Wednesday, February 22, 2012

Downtown Abby.

M: Preeeetty sure if I had bangs they would look like O'Briens.

A: Do you have any idea how much I want this to happen? My hair is more along the line of Bates most days.

M: Oh it is NOT. Besides, Bates wold look awful as a redhead.

A: I stumbled across this while googling "Downton hair" and i cannot stop laughing:

M: OMG, that totally looks like Matthew! But minus the piercing blue eyes.

A: PEE ESS I have not finished watching the finale. If you spoil I will be full of rage.

M: OH! Oh. Good to know. We...probably shouldn't talk for the rest of the day.

A: I'm a little surprised that Twitter hasn't already wrecked it.

M: Me too, actually.

A: Derp.

A: Most of my feed was watching that zombie show instead. I can't.

M: Lavinia is the embodiment of Derp.

A: Right? She's such a Mary Sue.

M: A lot of my FB feed was watching Celebrity Apprentice. Really, people? Really?

A: People watch that? Are they the same people who Love Raymond?

M: Total Mary Sue. I called her being the only victim of the Spanish Flu at Downton.

A: Derp derrrrrppppp. So sad. So convenient.

M: Let's not forget that Two and a Half Men was a ratings juggernaut. Most of America is probably wondering who Downtown Abby is.

A: She's Uptown Abby's goofball twin!



M: I love that someone made that, and also find it more than a little creepy.

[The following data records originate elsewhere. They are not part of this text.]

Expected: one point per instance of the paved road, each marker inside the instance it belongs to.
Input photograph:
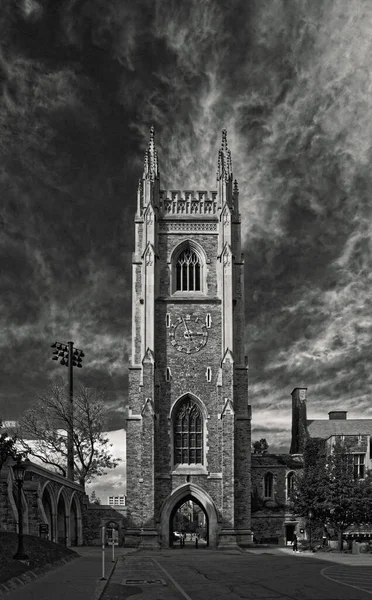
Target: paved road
(203, 575)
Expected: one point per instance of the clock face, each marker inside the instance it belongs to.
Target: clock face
(188, 334)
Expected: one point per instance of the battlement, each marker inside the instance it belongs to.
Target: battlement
(187, 202)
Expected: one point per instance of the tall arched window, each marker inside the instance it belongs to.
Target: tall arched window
(268, 485)
(188, 271)
(290, 483)
(188, 434)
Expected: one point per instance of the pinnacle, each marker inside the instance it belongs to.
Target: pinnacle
(224, 167)
(151, 170)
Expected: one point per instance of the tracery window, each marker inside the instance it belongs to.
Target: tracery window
(188, 434)
(290, 483)
(268, 485)
(188, 271)
(359, 466)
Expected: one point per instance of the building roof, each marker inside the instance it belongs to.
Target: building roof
(325, 428)
(276, 460)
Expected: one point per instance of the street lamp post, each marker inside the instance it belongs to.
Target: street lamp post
(310, 517)
(19, 474)
(70, 358)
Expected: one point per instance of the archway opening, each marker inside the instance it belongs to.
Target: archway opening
(188, 524)
(47, 505)
(61, 521)
(74, 537)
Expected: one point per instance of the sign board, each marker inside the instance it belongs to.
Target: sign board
(112, 535)
(43, 529)
(145, 582)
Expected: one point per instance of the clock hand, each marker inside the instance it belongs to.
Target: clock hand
(187, 334)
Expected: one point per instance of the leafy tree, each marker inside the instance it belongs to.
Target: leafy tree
(328, 489)
(260, 446)
(8, 447)
(94, 498)
(43, 430)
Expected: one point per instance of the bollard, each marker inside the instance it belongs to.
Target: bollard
(103, 553)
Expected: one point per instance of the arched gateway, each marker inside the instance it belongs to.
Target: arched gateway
(175, 500)
(188, 423)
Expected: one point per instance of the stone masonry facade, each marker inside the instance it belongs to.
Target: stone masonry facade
(170, 364)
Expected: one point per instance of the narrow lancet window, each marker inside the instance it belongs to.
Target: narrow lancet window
(188, 277)
(188, 434)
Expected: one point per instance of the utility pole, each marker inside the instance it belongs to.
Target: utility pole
(70, 358)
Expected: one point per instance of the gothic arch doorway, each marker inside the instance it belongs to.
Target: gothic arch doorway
(186, 493)
(189, 517)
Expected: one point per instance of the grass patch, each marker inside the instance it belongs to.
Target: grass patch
(40, 552)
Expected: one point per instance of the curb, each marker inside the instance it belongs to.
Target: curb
(102, 583)
(29, 576)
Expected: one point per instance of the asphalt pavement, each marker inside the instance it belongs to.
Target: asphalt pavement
(191, 574)
(203, 574)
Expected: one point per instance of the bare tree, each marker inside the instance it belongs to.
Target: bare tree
(42, 431)
(8, 447)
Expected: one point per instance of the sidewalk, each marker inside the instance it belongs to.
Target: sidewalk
(77, 580)
(355, 560)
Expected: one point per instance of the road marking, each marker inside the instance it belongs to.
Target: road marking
(176, 585)
(322, 572)
(145, 582)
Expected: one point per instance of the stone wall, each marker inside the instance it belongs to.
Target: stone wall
(95, 516)
(271, 516)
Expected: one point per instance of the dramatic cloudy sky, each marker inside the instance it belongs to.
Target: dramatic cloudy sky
(81, 82)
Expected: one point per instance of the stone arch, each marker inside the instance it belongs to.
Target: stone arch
(63, 518)
(76, 524)
(188, 491)
(289, 482)
(268, 481)
(48, 508)
(13, 499)
(204, 412)
(202, 258)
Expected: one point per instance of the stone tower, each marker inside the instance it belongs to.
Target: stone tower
(188, 423)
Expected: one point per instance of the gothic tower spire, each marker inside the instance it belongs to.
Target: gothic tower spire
(225, 185)
(150, 166)
(148, 188)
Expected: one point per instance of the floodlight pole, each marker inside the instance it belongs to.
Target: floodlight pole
(70, 358)
(70, 431)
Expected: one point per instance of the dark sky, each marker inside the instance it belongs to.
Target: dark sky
(82, 81)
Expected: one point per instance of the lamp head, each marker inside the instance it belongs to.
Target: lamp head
(19, 471)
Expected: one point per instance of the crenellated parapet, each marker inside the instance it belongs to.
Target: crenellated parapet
(188, 202)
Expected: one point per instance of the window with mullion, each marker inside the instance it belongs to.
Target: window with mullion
(188, 434)
(188, 271)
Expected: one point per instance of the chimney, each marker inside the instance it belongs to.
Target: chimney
(299, 423)
(337, 415)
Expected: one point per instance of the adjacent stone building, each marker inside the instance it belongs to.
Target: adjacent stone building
(188, 428)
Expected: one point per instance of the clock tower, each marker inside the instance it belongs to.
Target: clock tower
(188, 422)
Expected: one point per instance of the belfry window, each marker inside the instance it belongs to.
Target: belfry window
(188, 434)
(188, 276)
(268, 485)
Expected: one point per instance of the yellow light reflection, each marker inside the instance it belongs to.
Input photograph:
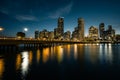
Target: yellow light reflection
(93, 53)
(38, 55)
(1, 67)
(109, 55)
(75, 51)
(30, 57)
(60, 53)
(45, 55)
(18, 61)
(25, 63)
(68, 50)
(80, 51)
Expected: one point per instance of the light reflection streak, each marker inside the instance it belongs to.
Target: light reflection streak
(68, 51)
(30, 57)
(2, 65)
(75, 51)
(59, 53)
(45, 55)
(38, 55)
(25, 63)
(18, 61)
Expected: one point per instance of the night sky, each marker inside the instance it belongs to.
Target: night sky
(15, 15)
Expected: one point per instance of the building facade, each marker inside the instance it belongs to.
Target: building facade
(67, 35)
(78, 33)
(36, 34)
(59, 31)
(93, 33)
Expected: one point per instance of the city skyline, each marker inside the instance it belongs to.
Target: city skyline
(16, 15)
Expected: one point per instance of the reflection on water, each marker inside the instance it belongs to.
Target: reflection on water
(106, 53)
(59, 52)
(25, 63)
(38, 55)
(45, 55)
(18, 61)
(1, 68)
(30, 57)
(75, 51)
(64, 55)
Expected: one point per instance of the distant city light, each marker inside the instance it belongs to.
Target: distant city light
(1, 29)
(25, 29)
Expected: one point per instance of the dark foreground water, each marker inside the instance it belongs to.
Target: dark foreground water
(64, 62)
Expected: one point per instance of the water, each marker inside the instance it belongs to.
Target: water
(63, 62)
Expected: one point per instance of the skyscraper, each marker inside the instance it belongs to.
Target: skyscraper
(93, 33)
(59, 31)
(80, 28)
(78, 33)
(36, 34)
(101, 30)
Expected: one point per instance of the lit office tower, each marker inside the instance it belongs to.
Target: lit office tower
(80, 28)
(36, 34)
(59, 31)
(61, 25)
(101, 30)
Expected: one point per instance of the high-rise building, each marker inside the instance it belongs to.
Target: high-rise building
(93, 33)
(108, 34)
(78, 33)
(36, 34)
(80, 28)
(67, 35)
(59, 31)
(101, 30)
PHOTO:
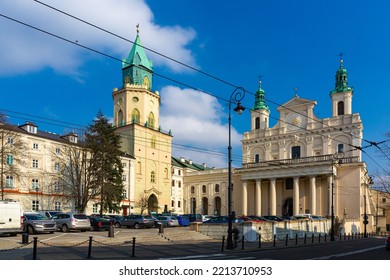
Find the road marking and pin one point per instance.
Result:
(348, 253)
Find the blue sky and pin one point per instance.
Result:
(291, 44)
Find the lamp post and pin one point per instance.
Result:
(337, 156)
(236, 96)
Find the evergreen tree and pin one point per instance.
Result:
(106, 166)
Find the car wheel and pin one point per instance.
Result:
(65, 228)
(30, 230)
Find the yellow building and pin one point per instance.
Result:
(137, 118)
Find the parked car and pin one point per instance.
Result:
(36, 223)
(72, 221)
(183, 221)
(222, 220)
(193, 217)
(100, 223)
(49, 213)
(136, 221)
(168, 221)
(272, 218)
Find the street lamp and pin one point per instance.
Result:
(236, 96)
(337, 156)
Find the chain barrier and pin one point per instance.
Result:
(62, 246)
(16, 248)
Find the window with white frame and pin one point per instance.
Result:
(9, 182)
(57, 206)
(10, 159)
(57, 187)
(35, 184)
(35, 205)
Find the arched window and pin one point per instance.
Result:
(152, 177)
(121, 121)
(135, 116)
(151, 120)
(340, 108)
(153, 142)
(257, 123)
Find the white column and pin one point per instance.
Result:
(258, 198)
(272, 191)
(313, 195)
(244, 198)
(329, 195)
(296, 196)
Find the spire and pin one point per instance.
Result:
(137, 69)
(260, 99)
(341, 78)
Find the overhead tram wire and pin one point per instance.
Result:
(159, 75)
(170, 58)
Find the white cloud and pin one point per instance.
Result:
(25, 50)
(197, 121)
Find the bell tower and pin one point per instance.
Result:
(137, 120)
(341, 95)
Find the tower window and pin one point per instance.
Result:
(295, 152)
(340, 108)
(257, 123)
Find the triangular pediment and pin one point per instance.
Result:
(297, 103)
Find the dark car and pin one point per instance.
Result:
(100, 223)
(222, 220)
(136, 221)
(35, 223)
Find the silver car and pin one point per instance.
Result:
(35, 223)
(71, 221)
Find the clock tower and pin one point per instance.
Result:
(137, 119)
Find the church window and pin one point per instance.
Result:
(340, 108)
(257, 123)
(151, 120)
(295, 152)
(136, 116)
(121, 121)
(152, 177)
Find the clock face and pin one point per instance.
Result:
(295, 121)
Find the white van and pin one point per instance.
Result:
(10, 217)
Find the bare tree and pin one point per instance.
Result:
(142, 202)
(12, 149)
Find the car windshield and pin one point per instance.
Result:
(35, 217)
(80, 216)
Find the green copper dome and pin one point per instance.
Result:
(260, 100)
(341, 80)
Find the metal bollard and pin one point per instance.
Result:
(35, 248)
(111, 231)
(25, 238)
(133, 251)
(90, 247)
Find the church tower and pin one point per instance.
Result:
(137, 118)
(342, 94)
(260, 112)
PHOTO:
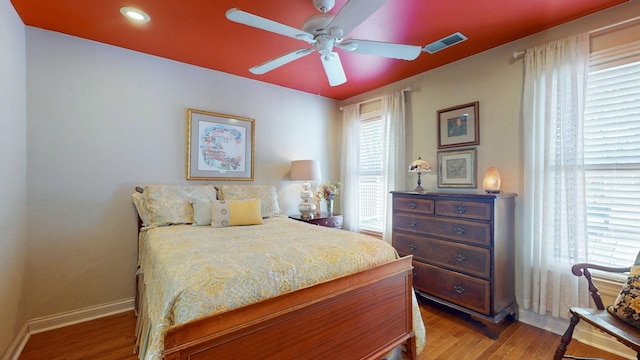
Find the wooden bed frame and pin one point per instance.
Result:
(364, 315)
(360, 316)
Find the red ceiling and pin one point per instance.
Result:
(197, 32)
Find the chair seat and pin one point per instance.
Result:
(603, 320)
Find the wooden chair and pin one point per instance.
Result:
(599, 317)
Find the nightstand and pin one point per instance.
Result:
(326, 220)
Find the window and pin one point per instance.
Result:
(371, 186)
(612, 155)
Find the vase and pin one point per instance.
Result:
(330, 207)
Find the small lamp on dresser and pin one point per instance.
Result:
(491, 182)
(306, 170)
(419, 166)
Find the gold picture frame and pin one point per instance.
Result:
(459, 126)
(219, 146)
(457, 169)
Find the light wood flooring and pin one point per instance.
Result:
(450, 335)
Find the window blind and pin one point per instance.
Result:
(612, 155)
(370, 172)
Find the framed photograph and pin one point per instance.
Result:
(458, 126)
(457, 169)
(219, 147)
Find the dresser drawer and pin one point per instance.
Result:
(464, 209)
(413, 204)
(464, 258)
(454, 287)
(473, 232)
(333, 221)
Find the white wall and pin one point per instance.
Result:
(102, 120)
(13, 174)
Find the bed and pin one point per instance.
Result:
(274, 288)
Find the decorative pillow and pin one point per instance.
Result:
(201, 212)
(266, 193)
(171, 204)
(235, 212)
(627, 304)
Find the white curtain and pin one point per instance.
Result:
(553, 204)
(394, 162)
(349, 166)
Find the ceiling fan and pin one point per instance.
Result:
(324, 32)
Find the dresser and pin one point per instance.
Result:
(463, 251)
(324, 219)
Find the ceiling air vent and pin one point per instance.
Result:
(444, 43)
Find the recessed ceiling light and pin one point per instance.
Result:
(135, 14)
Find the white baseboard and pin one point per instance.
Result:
(15, 349)
(51, 322)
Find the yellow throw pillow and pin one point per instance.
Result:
(235, 212)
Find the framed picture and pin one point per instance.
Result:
(219, 147)
(457, 168)
(458, 126)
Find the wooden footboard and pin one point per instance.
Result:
(360, 316)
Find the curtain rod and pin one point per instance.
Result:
(518, 54)
(379, 97)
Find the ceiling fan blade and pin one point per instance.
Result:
(379, 48)
(279, 61)
(333, 68)
(256, 21)
(353, 13)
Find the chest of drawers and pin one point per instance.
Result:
(463, 251)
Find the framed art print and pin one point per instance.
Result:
(457, 169)
(458, 126)
(219, 147)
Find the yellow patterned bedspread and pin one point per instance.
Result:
(193, 271)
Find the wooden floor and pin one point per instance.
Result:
(450, 335)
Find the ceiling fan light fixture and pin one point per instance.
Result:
(324, 5)
(135, 14)
(348, 46)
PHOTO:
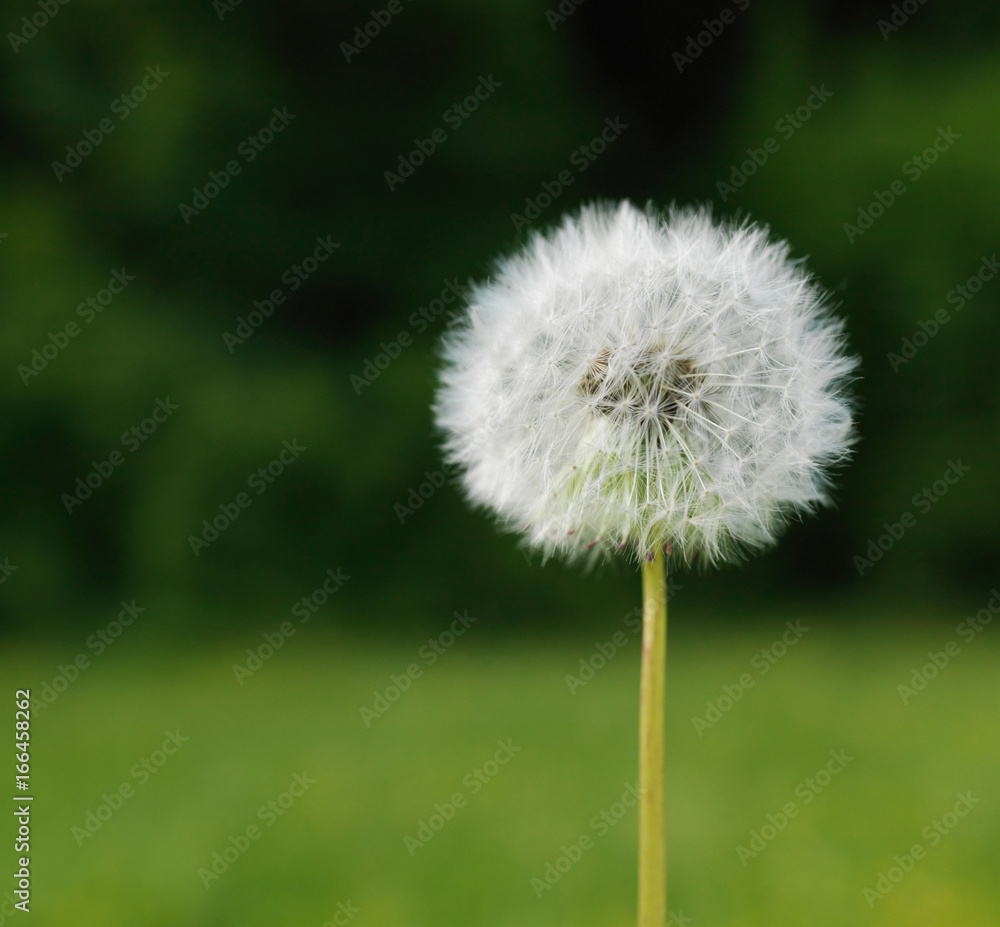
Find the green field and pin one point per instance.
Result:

A: It is so deliciously creepy.

M: But back to O'Brien's hair. And her sideburns!

A: That actress got the the worst look ever. Even worse than the cooks. I mean, holy shit?

M: Oh, totally. All I can figure is it really helped her tap into her inner rage. Because it would for me.

A: It is remarkable what a terrible hair style will do to a girl.

M: I was just going to send you this!

A: Dang.

M: Seriously. I get a little weirded out seeing the actors in modern clothes. I mean, this is just wrong.

A: Hee! I love that one. But yeah, it's very strange to see them all sexy and modern.

M: He's so cute! But very un-Bates-like.

A: Now, can we talk about Daisy's waist? Because it is just unfair.

M: I think Daisy had ribs removed. That's all I can figure.

A: She's also 12 years old. Or something like that.

M: I kind of want to give her a stern talking to about this dress:

A: Oh sweetie! NO.

M: She's 27! Old enough to know better.

A: Oh, dear.

M: Bless her heart.

To be continued...



    It is really weird seeing them all modern ... but awesome.

  2. the most hilarious of all DA spoofs i've seen:

    and i was so bothered by seeing them with make up on that i couldn't even watch the bonus "making of" stuff that the end.

    1. "Oh, she sooooo heard that. You pissed off the chicken lady!"

  3. I loved you guys before this post but I love you even more now (almost as much as I love Downton Abbey)!

    And, dang, O'Brien is a hottie. Who knew?